AR-HUD helps improve driver and passenger safety

As cars become more electrified and connected, the future of head-up displays (HUDs) is changing rapidly. In particular, augmented reality (AR-HUDs) have become a core element of smart cockpit design, helping to enhance the overall driving experience through driver assistance and safety features. When designing the next generation of AR-HUDs, there are several technical points to keep in mind.

Field of View (FOV) and Virtual Image Distance

Field of view is perhaps one of the most important parameters for an AR-HUD solution, as it directly affects the size of the image the driver sees. DLP® technology, such as the DLP4620S-Q1 DMD, can achieve a field of view of more than 15 degrees, allowing information to be projected across multiple lanes for the driver.

The virtual image distance indicates the projection distance of the image, and how far ahead the driver can see the projected image. This is particularly important at high speeds, as the driver needs to be aware of road obstacles and other situations in advance. More importantly, a longer virtual imaging distance (greater than 7.5m) can greatly reduce the dizziness caused by the driver's focus switching between the HUD and the actual scene image (Convergence); offset the movement parallax (Movement Parallax) caused by vehicle vibration, driver posture adjustment, etc., so as to more accurately perform AR fusion, enhance the driving experience, and ensure driving safety. The current AR-HUD design using DLP chips can project images 2 to 20 meters in front of the driver, which can significantly expand the virtual image distance compared to traditional HUDs, as shown in Figure 1.

Figure 1. AR-HUD image distance range using DLP technology

Image Quality

It is important to note that in this case, good image quality does not equate to higher resolution. Image quality is related to multiple variables, including image refresh rate, color depth, brightness, etc. Unlike the local movie theater, controlling image quality in the chaotic and even unpredictable outdoor environment of the car is very challenging. The lighting is different during the day and at night, so the automotive AR-HUD solution must be able to accurately maintain color depth and consistent high contrast to properly project in various driving conditions.

For example, our DLP4620S-Q1 automotive-qualified chipset can be used with LEDs or lasers and optical systems to achieve highly saturated colors up to 125% of the NTSC color gamut. The DMD can also achieve ultra-high brightness of more than 15,000cd/m2 and a high dynamic dimming ratio of more than 5000:1. With the new FMV (filled mirror via) pixel process, the DLP4620S-Q1 can further improve the contrast by >35% without changing the system design. These feature combinations help provide drivers with vivid images in various environments.

Development Options

For most automotive AR-HUD solutions, multiple developers need to collaborate to meet product and customer needs. AR-HUD solutions are part of an integrated solution that also includes advanced driver assistance systems (ADAS) and other parts that work together to provide a better driving experience.

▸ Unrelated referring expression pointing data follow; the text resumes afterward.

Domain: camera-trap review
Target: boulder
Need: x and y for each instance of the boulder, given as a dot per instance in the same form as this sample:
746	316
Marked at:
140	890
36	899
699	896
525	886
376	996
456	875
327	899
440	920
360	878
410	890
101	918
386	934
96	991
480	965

TI has valuable development experience and the TI Design Network of relevant partners to help develop products and services for TI's various semiconductor device solutions.

Conclusion

AR-HUD can project all relevant data (such as speed and road obstacles) with the windshield as the focal point, while allowing the driver to focus on the road ahead. As cars continue to become more connected, AR-HUD can help improve driver and passenger safety and improve the overall driving experience. DLP technology will also continue to enable high-performance resolution, brightness, efficiency, contrast, and color, helping automotive designers design the next generation of AR-HUD.